Clinical tumor growth and comparison with proliferation markers in non-functioning (inactive) pituitary adenomas.

BACKGROUND

As the development of clinically silent pituitary adenomas is not yet fully understood, the radiologically measured growth of inactive pituitary adenomas should be compared with adenoma classification and immunostainings for proliferation markers.

MATERIAL AND METHODS

In 32 patients with non-functioning adenomas (NFA) from 45 operations with retrospectively available preoperative series of magnetic resonance imaging (MRI) we measured the largest growing diameter (LGD) in mm/ year. The adenomas were immunostained for Ki-67 (MiB-1), PCNA, p53 protein, IGF- and PTH-related protein. The positive nuclei for MiB-1, PCNA, and p53 protein were counted and their labelling indices (LI) were calculated. The clinical measurements were compared with these data and were statistically analysed (Spearman test, Whitney-U-test). The growth rate per year was available in 28 cases. We chosed three grades of LGD: less than 1.5 mm in diameter in 9 patients (32%), between 1.5 and 3.0 mm in 11 patients (39%) and more than 3.0 mm in 8 patients (29%).

RESULTS

MiB-1 positive nuclei were found in 42% of adenomas, PCNA positive nuclei in 58% and p53 positive nuclei in 16%. IGF 1 was immuno-stained in 84% of adenomas. The mean LI for MiB-1 was 0.12 in adenomas growing less than 1.5 mm and 0.34 in adenomas growing more than 1.5 mm per year.
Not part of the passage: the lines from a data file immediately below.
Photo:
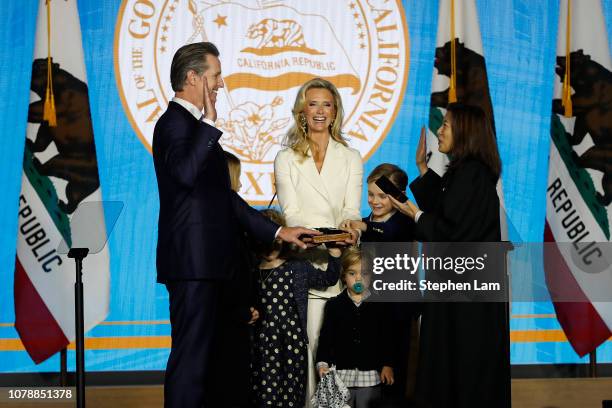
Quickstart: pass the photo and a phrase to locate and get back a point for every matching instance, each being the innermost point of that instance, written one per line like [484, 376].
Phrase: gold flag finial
[566, 95]
[49, 113]
[452, 89]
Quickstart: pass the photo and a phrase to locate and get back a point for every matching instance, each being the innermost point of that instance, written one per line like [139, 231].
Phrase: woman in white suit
[318, 182]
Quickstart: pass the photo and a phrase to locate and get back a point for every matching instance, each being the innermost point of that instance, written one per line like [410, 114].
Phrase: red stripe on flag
[40, 333]
[580, 321]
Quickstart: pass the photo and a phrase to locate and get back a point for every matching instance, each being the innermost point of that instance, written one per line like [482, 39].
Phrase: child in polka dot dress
[280, 352]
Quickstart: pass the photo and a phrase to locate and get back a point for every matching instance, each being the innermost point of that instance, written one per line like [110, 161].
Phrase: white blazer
[312, 199]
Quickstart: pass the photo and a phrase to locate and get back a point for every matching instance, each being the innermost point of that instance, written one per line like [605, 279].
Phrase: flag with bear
[580, 178]
[460, 75]
[59, 172]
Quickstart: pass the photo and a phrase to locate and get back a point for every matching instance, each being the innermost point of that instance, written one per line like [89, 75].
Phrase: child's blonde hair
[265, 248]
[396, 175]
[233, 164]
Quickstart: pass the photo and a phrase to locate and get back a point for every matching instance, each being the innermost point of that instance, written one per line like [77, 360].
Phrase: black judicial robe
[464, 358]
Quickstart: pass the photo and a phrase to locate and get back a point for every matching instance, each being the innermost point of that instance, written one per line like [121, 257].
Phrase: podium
[90, 226]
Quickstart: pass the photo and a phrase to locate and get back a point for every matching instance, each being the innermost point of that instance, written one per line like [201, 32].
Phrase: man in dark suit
[200, 219]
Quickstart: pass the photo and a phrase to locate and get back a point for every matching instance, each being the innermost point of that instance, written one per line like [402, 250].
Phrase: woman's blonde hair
[297, 137]
[233, 164]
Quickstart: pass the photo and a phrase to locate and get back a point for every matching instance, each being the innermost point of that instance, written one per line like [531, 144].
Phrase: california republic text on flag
[579, 189]
[59, 172]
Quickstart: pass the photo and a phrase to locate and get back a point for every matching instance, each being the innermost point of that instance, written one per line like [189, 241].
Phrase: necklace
[263, 280]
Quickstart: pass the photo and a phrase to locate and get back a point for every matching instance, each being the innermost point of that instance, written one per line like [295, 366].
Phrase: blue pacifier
[358, 287]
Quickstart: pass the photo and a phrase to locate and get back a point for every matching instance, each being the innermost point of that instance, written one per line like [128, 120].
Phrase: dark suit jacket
[200, 217]
[357, 337]
[398, 228]
[462, 206]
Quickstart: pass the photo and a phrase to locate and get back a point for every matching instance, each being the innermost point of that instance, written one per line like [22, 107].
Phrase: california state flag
[59, 172]
[460, 75]
[580, 178]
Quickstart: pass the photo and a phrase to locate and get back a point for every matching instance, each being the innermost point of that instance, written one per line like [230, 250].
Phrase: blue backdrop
[519, 39]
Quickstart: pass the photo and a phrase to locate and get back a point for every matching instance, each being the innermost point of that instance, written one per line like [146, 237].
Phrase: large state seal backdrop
[276, 46]
[127, 55]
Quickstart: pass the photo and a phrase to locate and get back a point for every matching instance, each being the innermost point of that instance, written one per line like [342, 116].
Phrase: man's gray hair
[190, 57]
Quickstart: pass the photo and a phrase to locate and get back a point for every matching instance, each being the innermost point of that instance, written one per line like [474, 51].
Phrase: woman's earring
[304, 124]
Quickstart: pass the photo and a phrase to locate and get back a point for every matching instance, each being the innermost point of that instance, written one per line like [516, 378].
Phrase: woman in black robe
[464, 349]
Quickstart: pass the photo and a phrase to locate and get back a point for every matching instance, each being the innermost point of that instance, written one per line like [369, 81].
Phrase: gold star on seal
[220, 21]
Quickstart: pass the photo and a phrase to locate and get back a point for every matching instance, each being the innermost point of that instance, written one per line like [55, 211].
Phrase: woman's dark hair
[473, 137]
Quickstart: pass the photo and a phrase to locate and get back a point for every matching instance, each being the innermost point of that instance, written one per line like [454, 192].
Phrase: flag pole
[593, 364]
[63, 367]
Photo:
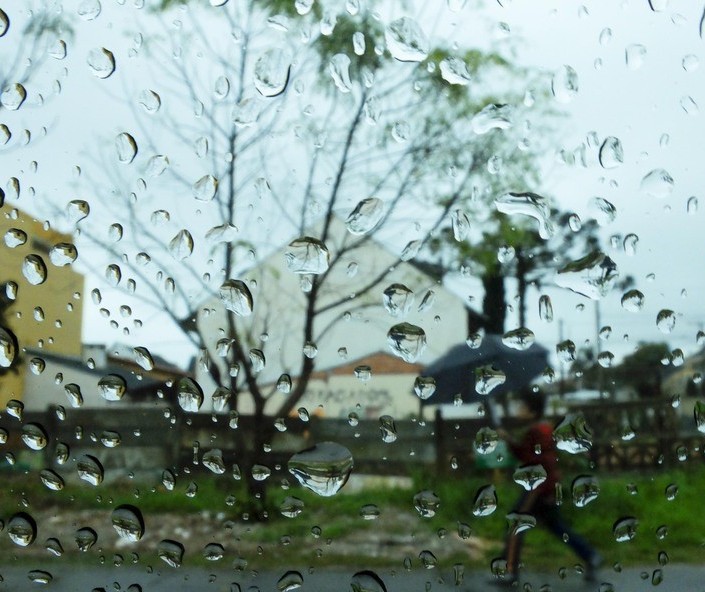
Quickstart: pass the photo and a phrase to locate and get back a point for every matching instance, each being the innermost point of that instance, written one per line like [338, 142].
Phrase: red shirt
[538, 447]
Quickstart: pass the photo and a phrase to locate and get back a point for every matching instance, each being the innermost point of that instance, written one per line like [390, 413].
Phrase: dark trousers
[547, 513]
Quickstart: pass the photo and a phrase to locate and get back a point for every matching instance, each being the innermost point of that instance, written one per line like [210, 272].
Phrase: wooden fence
[625, 436]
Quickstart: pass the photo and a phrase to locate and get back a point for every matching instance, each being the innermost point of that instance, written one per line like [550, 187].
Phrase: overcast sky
[639, 104]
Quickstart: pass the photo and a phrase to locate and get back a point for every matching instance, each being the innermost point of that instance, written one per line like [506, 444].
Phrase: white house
[351, 328]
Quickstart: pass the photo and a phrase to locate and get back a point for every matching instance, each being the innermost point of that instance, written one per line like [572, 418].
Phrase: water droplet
[213, 460]
[54, 547]
[359, 44]
[426, 503]
[51, 480]
[407, 341]
[4, 22]
[460, 224]
[545, 308]
[112, 387]
[220, 398]
[143, 358]
[34, 269]
[284, 384]
[564, 85]
[363, 372]
[126, 147]
[520, 339]
[36, 365]
[323, 468]
[22, 529]
[454, 71]
[13, 96]
[260, 472]
[213, 552]
[307, 255]
[573, 434]
[366, 215]
[634, 56]
[205, 188]
[591, 276]
[486, 440]
[530, 476]
[518, 522]
[424, 387]
[190, 395]
[181, 246]
[291, 507]
[168, 480]
[398, 300]
[492, 116]
[8, 348]
[585, 489]
[151, 101]
[171, 552]
[34, 436]
[657, 183]
[272, 72]
[156, 165]
[633, 301]
[15, 408]
[90, 469]
[110, 439]
[690, 63]
[77, 210]
[689, 105]
[406, 41]
[257, 360]
[290, 581]
[370, 512]
[488, 378]
[671, 492]
[528, 204]
[665, 320]
[128, 523]
[236, 297]
[89, 10]
[603, 211]
[624, 529]
[101, 62]
[339, 68]
[367, 581]
[485, 501]
[388, 429]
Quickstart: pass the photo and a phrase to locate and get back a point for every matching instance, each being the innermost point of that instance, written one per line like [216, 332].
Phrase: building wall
[59, 297]
[358, 327]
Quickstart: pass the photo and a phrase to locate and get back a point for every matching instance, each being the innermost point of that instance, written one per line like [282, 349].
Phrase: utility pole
[561, 369]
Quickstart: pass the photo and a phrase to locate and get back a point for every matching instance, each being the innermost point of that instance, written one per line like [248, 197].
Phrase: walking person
[537, 447]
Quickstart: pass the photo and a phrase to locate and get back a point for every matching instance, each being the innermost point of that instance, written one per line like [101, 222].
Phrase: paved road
[675, 578]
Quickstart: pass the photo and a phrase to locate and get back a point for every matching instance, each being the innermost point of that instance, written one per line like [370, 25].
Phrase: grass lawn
[331, 531]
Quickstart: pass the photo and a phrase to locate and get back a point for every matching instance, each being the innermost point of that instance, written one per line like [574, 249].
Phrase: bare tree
[266, 124]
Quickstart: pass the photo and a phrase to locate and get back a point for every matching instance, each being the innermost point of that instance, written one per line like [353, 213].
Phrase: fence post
[440, 442]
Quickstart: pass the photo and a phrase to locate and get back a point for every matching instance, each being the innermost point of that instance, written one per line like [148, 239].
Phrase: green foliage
[341, 42]
[643, 369]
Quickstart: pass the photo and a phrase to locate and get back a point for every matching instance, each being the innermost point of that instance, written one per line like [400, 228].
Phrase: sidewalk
[675, 578]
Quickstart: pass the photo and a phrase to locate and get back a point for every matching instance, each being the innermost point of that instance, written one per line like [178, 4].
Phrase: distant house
[41, 295]
[349, 336]
[62, 378]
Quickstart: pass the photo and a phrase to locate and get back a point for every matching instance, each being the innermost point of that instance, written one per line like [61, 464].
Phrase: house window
[319, 255]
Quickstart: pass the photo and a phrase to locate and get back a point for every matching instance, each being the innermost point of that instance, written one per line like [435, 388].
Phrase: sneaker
[507, 581]
[593, 565]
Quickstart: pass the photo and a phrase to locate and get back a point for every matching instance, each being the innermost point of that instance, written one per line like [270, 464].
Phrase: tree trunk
[521, 271]
[494, 305]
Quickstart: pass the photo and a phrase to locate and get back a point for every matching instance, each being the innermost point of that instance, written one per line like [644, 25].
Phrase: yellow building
[40, 294]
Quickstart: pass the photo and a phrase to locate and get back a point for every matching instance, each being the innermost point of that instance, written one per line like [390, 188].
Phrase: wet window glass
[360, 294]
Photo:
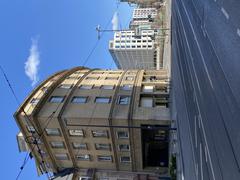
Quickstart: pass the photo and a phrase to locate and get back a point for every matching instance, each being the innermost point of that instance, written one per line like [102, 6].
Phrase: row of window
[152, 101]
[133, 41]
[152, 88]
[101, 178]
[138, 46]
[122, 100]
[125, 87]
[128, 36]
[127, 78]
[88, 157]
[83, 146]
[81, 133]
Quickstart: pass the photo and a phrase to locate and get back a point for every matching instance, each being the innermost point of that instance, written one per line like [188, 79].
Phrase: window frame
[112, 78]
[130, 87]
[121, 97]
[56, 97]
[102, 156]
[123, 150]
[131, 78]
[95, 131]
[65, 86]
[56, 146]
[71, 131]
[92, 77]
[83, 159]
[85, 86]
[125, 161]
[119, 137]
[102, 87]
[75, 147]
[49, 134]
[103, 102]
[103, 147]
[79, 97]
[61, 159]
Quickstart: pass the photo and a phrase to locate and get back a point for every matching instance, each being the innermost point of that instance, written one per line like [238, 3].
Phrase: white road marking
[225, 13]
[238, 32]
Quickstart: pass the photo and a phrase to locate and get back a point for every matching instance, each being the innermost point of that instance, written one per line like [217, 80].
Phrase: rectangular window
[125, 159]
[76, 132]
[161, 88]
[31, 129]
[111, 78]
[129, 78]
[107, 87]
[102, 100]
[61, 156]
[56, 99]
[115, 72]
[122, 135]
[123, 147]
[65, 86]
[161, 101]
[73, 77]
[77, 145]
[85, 178]
[57, 144]
[34, 101]
[92, 78]
[44, 89]
[123, 100]
[104, 158]
[146, 102]
[97, 72]
[83, 157]
[86, 87]
[100, 133]
[102, 146]
[79, 99]
[52, 132]
[147, 88]
[127, 87]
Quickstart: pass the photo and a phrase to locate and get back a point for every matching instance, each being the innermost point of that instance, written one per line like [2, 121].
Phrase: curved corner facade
[101, 123]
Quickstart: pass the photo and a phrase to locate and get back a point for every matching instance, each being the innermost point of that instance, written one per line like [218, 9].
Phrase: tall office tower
[206, 83]
[142, 16]
[134, 50]
[145, 3]
[98, 124]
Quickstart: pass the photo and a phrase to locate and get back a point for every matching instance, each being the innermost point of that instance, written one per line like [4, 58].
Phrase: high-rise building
[145, 3]
[142, 46]
[134, 50]
[98, 124]
[143, 16]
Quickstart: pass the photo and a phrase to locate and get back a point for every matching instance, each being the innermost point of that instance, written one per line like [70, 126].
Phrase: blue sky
[63, 32]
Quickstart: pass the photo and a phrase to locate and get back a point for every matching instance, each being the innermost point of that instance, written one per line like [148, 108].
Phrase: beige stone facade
[102, 124]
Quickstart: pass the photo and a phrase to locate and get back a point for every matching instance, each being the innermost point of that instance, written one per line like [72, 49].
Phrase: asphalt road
[206, 83]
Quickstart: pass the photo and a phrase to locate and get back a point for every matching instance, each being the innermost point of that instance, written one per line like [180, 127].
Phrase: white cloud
[115, 21]
[32, 63]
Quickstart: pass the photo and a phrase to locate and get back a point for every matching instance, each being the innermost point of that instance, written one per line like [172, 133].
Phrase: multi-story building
[144, 13]
[145, 3]
[98, 124]
[135, 50]
[142, 16]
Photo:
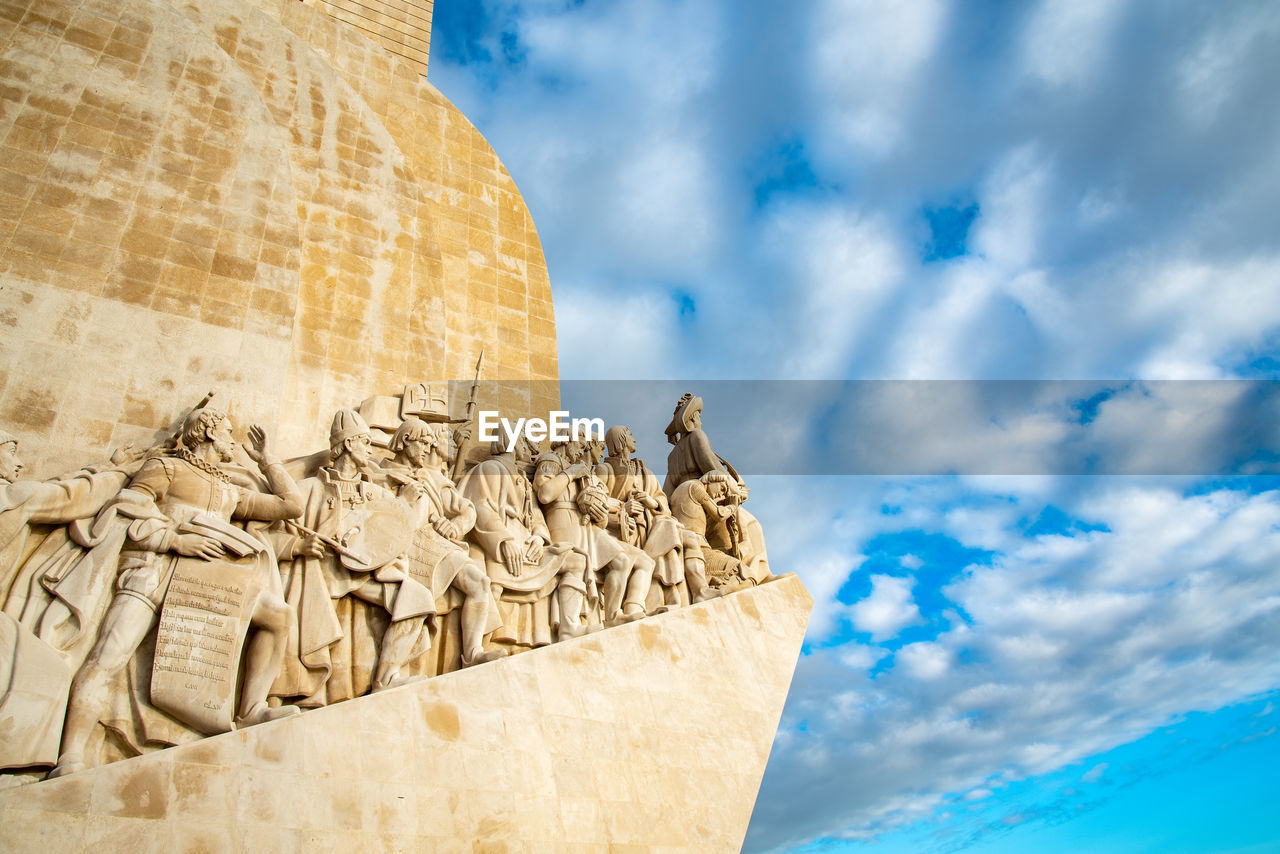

For non-invasive adenomas, the MiB-1 LI was 0.03, for invasive adenomas it was 0.126 and for strongly invasive adenomas 0.212. The MiB-1 LI was lower in null cell adenomas than in FSH/LH adenomas. All these data for MiB-1 showed no statistically significant differences (p<0.05). PCNA LI in adenomas growing less than 1.5 mm per year was 0.51 in contrast to LI of 1.12 for those growing more than 1.5 mm. In non-invasive adenomas the PCNA LI was 0.796, in invasive adenomas 0.655 and in diffuse strongly invasive ones 1.011. Null cell adenomas had a lower PCNA LI than FSH/LH cell adenomas.

CONCLUSIONS

Statistically significant differences were measured for the growth rate und the PCNA expression. P53 was immunostained in invasive adenomas only. There were no correlations to the clinical growth rate, but p53 expression correlated significantly to numbers of MiB-1 positive nuclei and PCNA positive nuclei. IGF-I expression was found to correlate inversely with age of patients. We recommend the use of PCNA if correlations to progression of tumor growth are wanted.